The only narrative in Hand Cut is from a couple of old miners and coal locomotive operators talking about ancient days. The rest of the flick is high quality ski porn that’s definitely top tier, turns set to music, no captions, no narration.
First impression: What an odd combo. I mean, are not all these guys (film makers and young skiers) environmental wackos to whom mining (not to mention coal) is the devil, and such a past to be denied or at least vilified? Yet the idea filmmaker Nick Waggoner is presenting — that our mountain culture has a past which at the least enriches what we do, and perhaps is why we do it — is a worthy thought experiment.
Think about it. In the physical sense, mountain towns such as Telluride or Truckee birthed from mining. Such town’s parentage informs their spirit, if not makes it. Self sufficiency, hard work and hard play. All leading to our North American style of backcountry skiing, which differs from that of Europe in its emphasis on self sufficiency and the elevation of human muscle power to an almost religious virtue.
Indeed, the PR for Hand Cut makes sure you know that all the skiing was done with human powered vertical. No helicopters, no ski lifts. Hearkening back to 1800s miners mucking out the gold with calloused hands as hard as their shovel handles.
What’s more, now that industrial tourism and the construction and amenity economy is showing its true colors in places such as Aspen, does anyone with at least half a mind wonder if having a few mines and fewer second homes might be a better mix? Most certainly not the land rape of the late 1800s mineral era, but some modern holes to balance things out? After all, as the saying goes, if you can’t grow it you’ve got to mine it — and our mountain towns now do precious little of either.
Here is the thing. Many of us seek context for the recreation lifestyle we live in our mountain towns. Some begin to doubt or at least sense it as worthless hedonism, and even turn to drugs or alcohol (or ever more risk) to give recreation the edge they seek. Indeed, it’s easy to criticize our lifestyle as little more than a house teetering on a shaky foundation.

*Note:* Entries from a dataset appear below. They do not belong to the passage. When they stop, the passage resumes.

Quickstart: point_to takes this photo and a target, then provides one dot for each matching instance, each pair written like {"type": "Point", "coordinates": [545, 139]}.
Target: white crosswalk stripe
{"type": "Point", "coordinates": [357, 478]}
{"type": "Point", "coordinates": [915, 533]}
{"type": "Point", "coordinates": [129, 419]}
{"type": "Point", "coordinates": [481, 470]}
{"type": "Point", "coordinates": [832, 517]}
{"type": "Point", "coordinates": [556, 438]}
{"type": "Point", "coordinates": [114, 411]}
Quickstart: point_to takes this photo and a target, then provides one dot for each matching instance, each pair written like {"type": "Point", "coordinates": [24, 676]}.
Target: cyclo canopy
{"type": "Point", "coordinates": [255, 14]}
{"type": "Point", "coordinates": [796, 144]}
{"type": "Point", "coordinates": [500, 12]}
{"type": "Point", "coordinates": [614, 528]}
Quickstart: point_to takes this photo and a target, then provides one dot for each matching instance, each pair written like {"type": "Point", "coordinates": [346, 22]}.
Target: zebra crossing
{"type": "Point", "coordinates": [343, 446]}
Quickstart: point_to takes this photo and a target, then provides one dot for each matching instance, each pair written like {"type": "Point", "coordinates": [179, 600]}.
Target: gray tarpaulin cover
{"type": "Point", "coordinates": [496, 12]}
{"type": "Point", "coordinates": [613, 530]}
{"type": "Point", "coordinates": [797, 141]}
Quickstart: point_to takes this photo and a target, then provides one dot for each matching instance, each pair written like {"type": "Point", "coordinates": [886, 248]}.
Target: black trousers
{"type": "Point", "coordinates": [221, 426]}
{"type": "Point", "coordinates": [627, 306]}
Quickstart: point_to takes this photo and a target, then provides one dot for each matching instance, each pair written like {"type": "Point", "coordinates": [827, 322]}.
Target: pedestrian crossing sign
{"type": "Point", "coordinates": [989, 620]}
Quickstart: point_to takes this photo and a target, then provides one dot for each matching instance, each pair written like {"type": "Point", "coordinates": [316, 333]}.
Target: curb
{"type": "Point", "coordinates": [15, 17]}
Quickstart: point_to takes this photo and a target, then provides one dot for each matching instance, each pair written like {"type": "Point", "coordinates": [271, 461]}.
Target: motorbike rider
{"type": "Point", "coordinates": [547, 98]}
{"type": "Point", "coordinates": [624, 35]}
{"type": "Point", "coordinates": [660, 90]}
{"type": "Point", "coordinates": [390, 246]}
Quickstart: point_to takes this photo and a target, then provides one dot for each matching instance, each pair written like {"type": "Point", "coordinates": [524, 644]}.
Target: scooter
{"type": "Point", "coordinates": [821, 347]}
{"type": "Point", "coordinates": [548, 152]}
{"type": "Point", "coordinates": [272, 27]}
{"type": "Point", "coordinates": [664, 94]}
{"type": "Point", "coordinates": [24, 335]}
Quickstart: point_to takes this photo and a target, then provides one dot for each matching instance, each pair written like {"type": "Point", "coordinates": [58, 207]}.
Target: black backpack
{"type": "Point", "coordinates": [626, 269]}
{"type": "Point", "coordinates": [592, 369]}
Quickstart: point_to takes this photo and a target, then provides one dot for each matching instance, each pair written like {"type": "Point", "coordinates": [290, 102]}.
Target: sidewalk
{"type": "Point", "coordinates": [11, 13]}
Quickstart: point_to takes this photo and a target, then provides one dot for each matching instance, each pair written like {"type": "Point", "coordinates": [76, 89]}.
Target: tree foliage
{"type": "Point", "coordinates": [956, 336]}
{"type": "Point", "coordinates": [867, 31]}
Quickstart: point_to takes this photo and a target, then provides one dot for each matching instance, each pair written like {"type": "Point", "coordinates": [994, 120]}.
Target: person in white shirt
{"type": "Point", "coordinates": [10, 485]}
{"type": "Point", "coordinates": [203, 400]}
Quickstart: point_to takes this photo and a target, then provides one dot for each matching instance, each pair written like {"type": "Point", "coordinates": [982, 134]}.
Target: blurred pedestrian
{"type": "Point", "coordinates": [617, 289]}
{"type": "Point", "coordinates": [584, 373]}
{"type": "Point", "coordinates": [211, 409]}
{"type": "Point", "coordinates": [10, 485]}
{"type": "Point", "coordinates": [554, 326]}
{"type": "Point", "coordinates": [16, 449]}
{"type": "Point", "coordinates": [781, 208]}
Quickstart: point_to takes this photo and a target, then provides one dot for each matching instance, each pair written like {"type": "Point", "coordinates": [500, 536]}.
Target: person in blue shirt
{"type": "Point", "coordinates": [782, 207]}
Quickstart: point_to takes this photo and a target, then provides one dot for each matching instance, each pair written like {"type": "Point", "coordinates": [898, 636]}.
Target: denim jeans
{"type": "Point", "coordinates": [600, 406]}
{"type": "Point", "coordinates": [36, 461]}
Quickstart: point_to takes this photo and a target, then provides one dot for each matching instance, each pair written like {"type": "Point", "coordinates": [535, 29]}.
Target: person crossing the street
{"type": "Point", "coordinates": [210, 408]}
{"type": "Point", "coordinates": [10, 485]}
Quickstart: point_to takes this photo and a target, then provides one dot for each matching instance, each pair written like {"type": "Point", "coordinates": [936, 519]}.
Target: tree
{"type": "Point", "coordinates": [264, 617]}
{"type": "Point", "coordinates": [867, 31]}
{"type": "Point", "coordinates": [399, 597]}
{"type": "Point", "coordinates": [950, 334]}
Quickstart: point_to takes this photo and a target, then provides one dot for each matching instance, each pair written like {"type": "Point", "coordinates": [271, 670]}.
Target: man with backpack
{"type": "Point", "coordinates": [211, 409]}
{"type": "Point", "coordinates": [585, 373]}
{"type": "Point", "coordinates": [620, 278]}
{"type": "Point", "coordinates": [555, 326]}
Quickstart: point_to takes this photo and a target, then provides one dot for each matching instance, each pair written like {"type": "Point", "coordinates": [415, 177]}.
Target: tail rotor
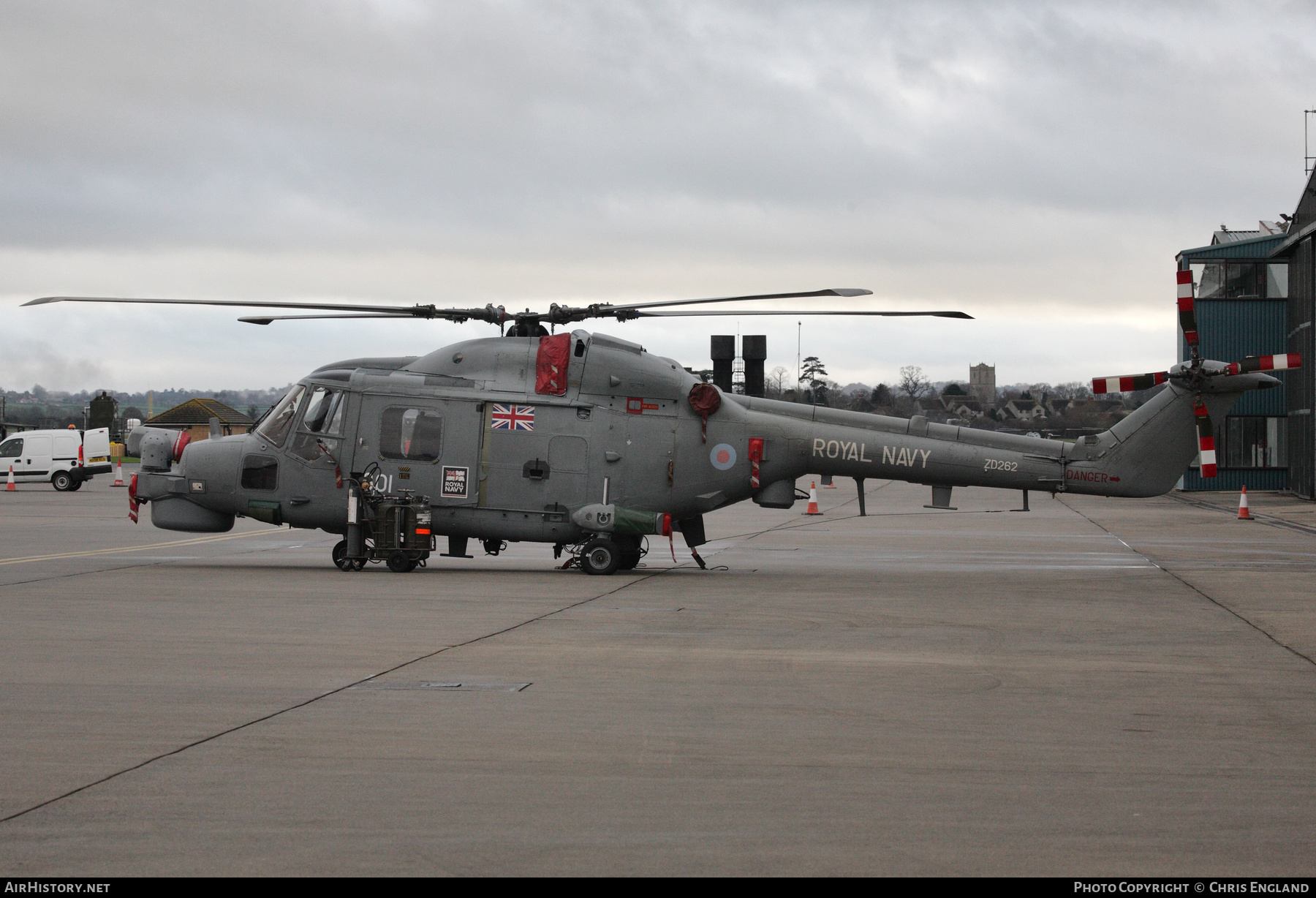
{"type": "Point", "coordinates": [1195, 373]}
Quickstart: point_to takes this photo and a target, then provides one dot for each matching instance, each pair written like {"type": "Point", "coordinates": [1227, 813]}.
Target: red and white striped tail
{"type": "Point", "coordinates": [1127, 383]}
{"type": "Point", "coordinates": [1265, 363]}
{"type": "Point", "coordinates": [1206, 439]}
{"type": "Point", "coordinates": [1187, 317]}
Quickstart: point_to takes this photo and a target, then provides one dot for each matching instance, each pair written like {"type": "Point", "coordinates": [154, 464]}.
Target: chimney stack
{"type": "Point", "coordinates": [723, 352]}
{"type": "Point", "coordinates": [755, 350]}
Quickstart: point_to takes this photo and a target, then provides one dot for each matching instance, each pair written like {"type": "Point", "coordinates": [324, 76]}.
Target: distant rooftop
{"type": "Point", "coordinates": [197, 412]}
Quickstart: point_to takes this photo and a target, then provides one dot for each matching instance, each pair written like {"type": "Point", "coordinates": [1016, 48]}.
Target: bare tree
{"type": "Point", "coordinates": [912, 382]}
{"type": "Point", "coordinates": [815, 373]}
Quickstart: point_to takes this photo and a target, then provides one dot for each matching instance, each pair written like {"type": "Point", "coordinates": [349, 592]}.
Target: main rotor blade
{"type": "Point", "coordinates": [302, 317]}
{"type": "Point", "coordinates": [835, 291]}
{"type": "Point", "coordinates": [330, 307]}
{"type": "Point", "coordinates": [1265, 363]}
{"type": "Point", "coordinates": [732, 312]}
{"type": "Point", "coordinates": [1128, 382]}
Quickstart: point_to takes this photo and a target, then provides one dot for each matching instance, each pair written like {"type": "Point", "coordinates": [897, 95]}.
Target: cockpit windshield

Answer: For better or worse in the modern world we’ve created a high pressure society that needs pursuits of freedom to escape the press of day-to-day job and family. Those of us in mountain towns are one group that leads the way in that recreation. Brought up as mountain boys and girls, we go on to become guides, writers and the like, or we simply participate in social networks who shovel the recreational gold. Only we dig it with tools such as skis, bicycles and climbing shoes. Personally, I’ve come to see value in that, and to avoid an almost inevitable descent into anomie I’d suggest any alpinist should do the same.
As for the power of the past, perhaps we muck the white gold out of choice rather than predestiny. But when you drive the same roads those miner’s built, hike the same trails and live on the same land, you have to admit those guys have an influence.
For example, we live in a 100+ year old farmer and coal miner’s house. Not a week goes by that I don’t think of who might have been here before us and what hard work they might have done that created what we have. Indeed, it’s said the silver mined up in Aspen and smelted with Carbondale coal a century ago is still in use around the world for industrial chemistry and coins of the realm. Feeling the foundations of that under my feet makes my day better, causes me to get off my rear and go do stuff, and causes me to think about how I might share what we do with others.
Handcut is beautifully crafted and has a rich tapestry created by its historical component. Interestingly, the film’s athletes receive subdued billing as to their names — perhaps to emphasize the past behind them? In all, a compelling mix of powder and coal. Recommended. HandCut website
World Premier is this coming Friday evening, September 12, Wheeler Opera House, old mining town of Aspen. CU there?
Oh, one other thing, if you like Delta blues the soundtrack for this thing is phenomenal. We’ve been listening to the John-Alex Mason songs for weeks (2015, John Mason is deceased, defunct link removed).
Comments? Are we predestined to ski or just shovel coal?